Rechtspraak
Rechtbank Zeeland-West-Brabant (Locatie Bergen op Zoom), 30 juni 2025
ECLI:NL:RBZWB:2025:4194
Feiten
Werknemer is op 5 oktober 2009 in dienst getreden bij werkgeefster als verkoopmedewerker. In de arbeidsovereenkomst is een concurrentiebeding opgenomen met een duur van twee jaar na einde dienstverband, inclusief een boetebeding van € 1.000 per overtreding en € 1.000 per dag bij voortduring. Op 29 maart 2025 heeft werknemer de pensioengerechtigde leeftijd bereikt en is de arbeidsovereenkomst tussen partijen geëindigd. Werkgeefster heeft daarbij aangegeven dat het concurrentiebeding van kracht blijft. Op 10 april 2025 heeft werknemer via zijn gemachtigde toestemming gevraagd om als zzp’er te werken voor een andere bv, als accountmanager voor bestaande en nieuwe klanten in de Europese Unie. Werkgeefster heeft deze toestemming niet verleend. Werknemer vordert in kort geding schorsing van het concurrentiebeding.
Oordeel
De kantonrechter oordeelt als volgt. Tussen partijen is niet in geschil dat het concurrentiebeding rechtsgeldig is overeengekomen. Werknemer wil als zzp’er gaan werken voor een ander bedrijf, waarvan hij stelt dat dit geen concurrent is van werkgeefster. De kantonrechter volgt dit niet.
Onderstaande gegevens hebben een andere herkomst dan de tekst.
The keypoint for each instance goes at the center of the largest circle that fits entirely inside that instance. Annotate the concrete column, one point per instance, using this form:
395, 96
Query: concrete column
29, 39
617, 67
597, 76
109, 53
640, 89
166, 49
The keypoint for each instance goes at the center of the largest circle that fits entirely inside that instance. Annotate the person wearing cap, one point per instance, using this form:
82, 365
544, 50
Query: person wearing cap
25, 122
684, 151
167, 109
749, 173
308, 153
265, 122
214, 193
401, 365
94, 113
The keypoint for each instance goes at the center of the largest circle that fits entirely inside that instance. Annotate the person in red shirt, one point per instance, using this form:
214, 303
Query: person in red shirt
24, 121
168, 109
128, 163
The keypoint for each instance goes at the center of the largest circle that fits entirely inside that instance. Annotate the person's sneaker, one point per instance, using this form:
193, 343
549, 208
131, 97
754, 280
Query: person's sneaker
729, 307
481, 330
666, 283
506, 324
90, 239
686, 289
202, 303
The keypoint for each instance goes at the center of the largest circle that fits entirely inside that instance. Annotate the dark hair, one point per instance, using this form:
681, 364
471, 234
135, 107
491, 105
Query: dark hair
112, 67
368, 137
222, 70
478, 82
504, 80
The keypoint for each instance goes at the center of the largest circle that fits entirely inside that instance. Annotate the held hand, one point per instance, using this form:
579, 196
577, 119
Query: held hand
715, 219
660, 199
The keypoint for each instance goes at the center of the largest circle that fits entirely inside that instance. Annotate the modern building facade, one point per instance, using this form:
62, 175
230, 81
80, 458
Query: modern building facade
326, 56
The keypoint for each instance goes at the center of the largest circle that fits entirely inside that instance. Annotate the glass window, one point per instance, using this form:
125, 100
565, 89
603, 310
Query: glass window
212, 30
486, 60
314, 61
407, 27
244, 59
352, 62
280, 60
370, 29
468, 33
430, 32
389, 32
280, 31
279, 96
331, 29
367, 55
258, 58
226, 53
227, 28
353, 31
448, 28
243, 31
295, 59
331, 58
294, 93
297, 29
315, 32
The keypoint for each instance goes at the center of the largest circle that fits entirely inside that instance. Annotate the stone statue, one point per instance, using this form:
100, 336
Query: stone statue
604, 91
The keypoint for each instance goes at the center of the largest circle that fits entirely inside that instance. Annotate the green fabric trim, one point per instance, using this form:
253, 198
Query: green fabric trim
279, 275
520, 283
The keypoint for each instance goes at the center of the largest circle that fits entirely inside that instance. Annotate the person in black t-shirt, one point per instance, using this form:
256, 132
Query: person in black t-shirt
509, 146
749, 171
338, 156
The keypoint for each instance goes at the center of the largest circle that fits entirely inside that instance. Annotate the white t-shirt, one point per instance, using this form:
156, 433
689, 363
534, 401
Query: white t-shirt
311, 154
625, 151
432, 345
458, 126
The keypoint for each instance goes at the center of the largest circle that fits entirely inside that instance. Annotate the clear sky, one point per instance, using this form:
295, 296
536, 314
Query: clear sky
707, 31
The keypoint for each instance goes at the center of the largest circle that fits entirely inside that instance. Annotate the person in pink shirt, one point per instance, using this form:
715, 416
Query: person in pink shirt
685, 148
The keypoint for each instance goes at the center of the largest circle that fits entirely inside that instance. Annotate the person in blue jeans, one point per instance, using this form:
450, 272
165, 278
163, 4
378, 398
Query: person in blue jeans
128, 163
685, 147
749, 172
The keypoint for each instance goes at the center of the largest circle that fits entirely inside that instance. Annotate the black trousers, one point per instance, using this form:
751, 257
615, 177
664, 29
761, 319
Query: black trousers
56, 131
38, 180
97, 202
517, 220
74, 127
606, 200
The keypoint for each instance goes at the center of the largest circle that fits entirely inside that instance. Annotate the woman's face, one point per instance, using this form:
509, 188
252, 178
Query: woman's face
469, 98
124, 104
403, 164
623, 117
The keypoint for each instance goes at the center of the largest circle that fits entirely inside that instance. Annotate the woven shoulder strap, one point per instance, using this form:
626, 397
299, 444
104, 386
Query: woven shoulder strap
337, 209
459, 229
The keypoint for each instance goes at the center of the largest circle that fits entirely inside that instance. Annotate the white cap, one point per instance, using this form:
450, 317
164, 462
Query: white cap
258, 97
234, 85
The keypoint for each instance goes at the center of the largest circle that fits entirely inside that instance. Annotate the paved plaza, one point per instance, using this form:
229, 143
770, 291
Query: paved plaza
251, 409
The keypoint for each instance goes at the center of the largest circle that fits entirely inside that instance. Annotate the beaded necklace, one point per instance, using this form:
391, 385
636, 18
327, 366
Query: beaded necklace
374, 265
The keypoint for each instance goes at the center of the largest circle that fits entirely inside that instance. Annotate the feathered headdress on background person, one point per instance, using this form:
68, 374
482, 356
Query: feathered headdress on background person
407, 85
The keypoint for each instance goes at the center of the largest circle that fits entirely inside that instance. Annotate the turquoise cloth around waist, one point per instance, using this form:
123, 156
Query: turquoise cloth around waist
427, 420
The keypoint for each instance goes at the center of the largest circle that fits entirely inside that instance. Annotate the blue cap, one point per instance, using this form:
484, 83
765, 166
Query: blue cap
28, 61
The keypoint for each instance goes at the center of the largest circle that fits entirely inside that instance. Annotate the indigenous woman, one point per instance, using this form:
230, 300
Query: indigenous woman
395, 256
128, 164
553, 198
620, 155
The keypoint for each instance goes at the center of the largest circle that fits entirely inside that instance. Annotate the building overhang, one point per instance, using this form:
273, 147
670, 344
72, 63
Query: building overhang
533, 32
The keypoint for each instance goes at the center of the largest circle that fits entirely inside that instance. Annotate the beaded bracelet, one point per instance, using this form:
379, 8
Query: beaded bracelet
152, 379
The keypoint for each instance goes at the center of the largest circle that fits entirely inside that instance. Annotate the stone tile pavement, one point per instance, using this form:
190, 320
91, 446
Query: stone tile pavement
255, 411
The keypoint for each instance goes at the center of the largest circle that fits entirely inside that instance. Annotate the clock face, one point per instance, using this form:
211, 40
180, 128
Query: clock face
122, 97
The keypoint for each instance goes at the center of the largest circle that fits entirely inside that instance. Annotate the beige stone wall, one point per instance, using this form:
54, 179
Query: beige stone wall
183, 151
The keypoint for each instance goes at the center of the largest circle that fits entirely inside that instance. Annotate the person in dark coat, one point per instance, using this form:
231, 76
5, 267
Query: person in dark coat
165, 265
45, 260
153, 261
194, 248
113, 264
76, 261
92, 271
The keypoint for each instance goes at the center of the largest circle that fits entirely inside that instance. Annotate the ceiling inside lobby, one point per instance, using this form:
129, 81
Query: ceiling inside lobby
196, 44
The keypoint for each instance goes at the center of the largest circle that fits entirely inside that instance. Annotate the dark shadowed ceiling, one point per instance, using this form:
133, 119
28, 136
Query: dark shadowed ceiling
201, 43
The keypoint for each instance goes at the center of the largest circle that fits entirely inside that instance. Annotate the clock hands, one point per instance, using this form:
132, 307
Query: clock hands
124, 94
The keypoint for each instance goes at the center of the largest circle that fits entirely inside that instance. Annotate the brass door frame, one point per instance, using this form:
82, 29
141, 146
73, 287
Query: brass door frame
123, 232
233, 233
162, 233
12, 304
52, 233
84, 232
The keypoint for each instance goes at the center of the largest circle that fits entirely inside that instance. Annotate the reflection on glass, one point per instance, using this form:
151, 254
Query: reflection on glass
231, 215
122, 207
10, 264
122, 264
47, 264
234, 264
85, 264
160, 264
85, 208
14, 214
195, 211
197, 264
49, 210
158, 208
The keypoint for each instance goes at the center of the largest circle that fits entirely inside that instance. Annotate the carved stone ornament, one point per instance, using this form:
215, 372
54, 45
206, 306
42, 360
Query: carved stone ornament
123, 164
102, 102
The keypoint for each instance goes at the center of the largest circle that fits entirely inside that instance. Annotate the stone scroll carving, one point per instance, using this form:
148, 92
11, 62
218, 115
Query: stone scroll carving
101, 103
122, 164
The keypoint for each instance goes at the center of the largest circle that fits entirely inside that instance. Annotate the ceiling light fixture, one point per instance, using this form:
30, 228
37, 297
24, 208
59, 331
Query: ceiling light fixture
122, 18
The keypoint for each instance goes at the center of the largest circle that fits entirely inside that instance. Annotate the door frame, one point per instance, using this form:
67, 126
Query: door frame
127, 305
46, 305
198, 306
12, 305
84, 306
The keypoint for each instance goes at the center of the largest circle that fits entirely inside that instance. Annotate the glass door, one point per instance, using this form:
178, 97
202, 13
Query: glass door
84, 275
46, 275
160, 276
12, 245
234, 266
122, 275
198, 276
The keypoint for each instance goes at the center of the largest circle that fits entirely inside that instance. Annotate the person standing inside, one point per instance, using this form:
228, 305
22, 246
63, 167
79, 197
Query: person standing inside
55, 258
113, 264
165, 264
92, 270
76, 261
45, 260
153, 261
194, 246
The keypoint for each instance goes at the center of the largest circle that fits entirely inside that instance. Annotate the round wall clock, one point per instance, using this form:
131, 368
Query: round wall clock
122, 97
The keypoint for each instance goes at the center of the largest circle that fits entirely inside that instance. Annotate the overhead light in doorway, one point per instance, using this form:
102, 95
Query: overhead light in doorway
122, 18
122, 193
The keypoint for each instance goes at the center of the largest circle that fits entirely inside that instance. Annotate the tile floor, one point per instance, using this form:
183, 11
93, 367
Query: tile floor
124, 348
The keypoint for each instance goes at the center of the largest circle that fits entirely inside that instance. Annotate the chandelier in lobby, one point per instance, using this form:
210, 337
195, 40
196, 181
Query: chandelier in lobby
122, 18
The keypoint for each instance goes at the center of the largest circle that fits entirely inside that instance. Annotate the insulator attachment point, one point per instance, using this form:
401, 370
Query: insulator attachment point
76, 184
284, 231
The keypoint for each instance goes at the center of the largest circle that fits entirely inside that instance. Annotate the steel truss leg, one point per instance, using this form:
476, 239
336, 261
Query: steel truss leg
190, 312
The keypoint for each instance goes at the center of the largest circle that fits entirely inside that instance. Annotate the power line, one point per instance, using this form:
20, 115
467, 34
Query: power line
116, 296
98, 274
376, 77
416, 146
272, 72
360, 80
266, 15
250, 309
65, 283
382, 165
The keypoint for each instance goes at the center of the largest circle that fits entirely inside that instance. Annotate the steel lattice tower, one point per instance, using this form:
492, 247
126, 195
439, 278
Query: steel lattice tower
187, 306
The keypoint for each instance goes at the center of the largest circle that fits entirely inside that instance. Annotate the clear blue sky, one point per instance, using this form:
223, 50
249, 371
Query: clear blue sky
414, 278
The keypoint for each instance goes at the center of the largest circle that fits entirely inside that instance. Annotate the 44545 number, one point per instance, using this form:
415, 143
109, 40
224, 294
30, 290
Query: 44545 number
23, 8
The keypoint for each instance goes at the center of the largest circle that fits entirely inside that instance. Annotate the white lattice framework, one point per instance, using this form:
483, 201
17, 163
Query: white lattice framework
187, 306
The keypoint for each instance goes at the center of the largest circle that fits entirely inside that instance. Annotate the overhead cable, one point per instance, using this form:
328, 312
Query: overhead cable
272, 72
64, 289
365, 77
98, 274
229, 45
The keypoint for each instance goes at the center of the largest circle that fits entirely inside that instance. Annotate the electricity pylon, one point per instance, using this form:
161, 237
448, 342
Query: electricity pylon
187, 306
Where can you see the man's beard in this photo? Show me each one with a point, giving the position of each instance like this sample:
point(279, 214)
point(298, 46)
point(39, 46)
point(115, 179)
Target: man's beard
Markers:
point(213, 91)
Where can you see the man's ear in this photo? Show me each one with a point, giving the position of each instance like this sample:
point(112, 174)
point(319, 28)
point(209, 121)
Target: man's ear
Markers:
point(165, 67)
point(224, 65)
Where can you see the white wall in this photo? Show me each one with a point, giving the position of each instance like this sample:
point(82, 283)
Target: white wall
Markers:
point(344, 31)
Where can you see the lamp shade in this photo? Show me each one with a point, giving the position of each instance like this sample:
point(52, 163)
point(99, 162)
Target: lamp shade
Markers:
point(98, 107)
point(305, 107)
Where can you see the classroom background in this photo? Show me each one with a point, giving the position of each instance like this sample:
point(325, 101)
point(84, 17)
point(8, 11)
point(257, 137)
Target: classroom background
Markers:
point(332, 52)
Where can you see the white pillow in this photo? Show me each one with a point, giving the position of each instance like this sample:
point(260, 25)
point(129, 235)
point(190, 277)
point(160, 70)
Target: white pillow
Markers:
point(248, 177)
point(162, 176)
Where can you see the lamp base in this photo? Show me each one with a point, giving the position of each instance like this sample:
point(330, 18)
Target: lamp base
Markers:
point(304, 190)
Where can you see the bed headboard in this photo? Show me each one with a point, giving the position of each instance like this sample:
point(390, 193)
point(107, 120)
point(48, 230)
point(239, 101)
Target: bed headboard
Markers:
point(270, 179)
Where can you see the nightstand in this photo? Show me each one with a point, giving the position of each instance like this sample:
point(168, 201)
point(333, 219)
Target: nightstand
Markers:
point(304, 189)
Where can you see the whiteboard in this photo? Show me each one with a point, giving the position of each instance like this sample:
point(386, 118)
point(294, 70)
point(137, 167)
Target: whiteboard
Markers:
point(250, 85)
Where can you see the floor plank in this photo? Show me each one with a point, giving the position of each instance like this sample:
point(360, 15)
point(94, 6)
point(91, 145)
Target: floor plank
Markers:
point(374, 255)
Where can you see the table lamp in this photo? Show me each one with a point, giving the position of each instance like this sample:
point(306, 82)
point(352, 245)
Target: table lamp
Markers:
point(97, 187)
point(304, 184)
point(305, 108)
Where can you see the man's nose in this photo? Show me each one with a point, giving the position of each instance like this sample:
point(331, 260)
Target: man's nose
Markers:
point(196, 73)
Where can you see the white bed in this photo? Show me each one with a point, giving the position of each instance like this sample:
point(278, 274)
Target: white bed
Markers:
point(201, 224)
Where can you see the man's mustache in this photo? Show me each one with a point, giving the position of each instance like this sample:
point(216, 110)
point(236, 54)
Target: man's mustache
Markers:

Beide bedrijven verkopen (rundvlees)producten aan dezelfde afzetmarkt, wat maakt dat zij als concurrenten van elkaar worden aangemerkt. De kantonrechter beoordeelt vervolgens of het beding vermoedelijk (gedeeltelijk) vernietigd zou worden in een bodemprocedure. Dat is het geval als werknemer onbillijk wordt benadeeld in verhouding tot het te beschermen belang van werkgeefster. Werkgeefster stelt dat werknemer beschikt over commerciële informatie en klantkennis. Werknemer zou door zijn klantrelaties klanten kunnen beïnvloeden om over te stappen. Hoewel werknemer erkent een band met klanten te hebben, acht de kantonrechter dit onvoldoende grond voor handhaving van het beding. Werknemer had aangeboden een relatiebeding te accepteren, wat werkgeefster weigerde. Ook het enkele feit dat werknemer de klantnamen kent, weegt niet zwaar. Andere oud-werknemers van werkgeefster zijn eerder ook al overgestapt naar dezelfde bv. Daarnaast is niet aannemelijk geworden dat werknemer beschikt over actuele bedrijfsgegevens of tariefstructuren die inzetbaar zouden zijn bij zijn nieuwe opdrachtgever. Werknemer heeft de pensioengerechtigde leeftijd bereikt, heeft zijn hele werkzame leven in de branche gewerkt en moet blijven werken om zijn AOW aan te vullen. Omscholing is onrealistisch. Werkgeefster heeft het dienstverband beëindigd ondanks eerdere signalen van werknemer dat hij wilde blijven werken. Alles overwegende oordeelt de kantonrechter dat werknemer onevenredig wordt benadeeld ten opzichte van het belang van werkgeefster. Gelet op het voorgaande schorst de kantonrechter het concurrentiebeding tot in een bodemprocedure anders is bepaald.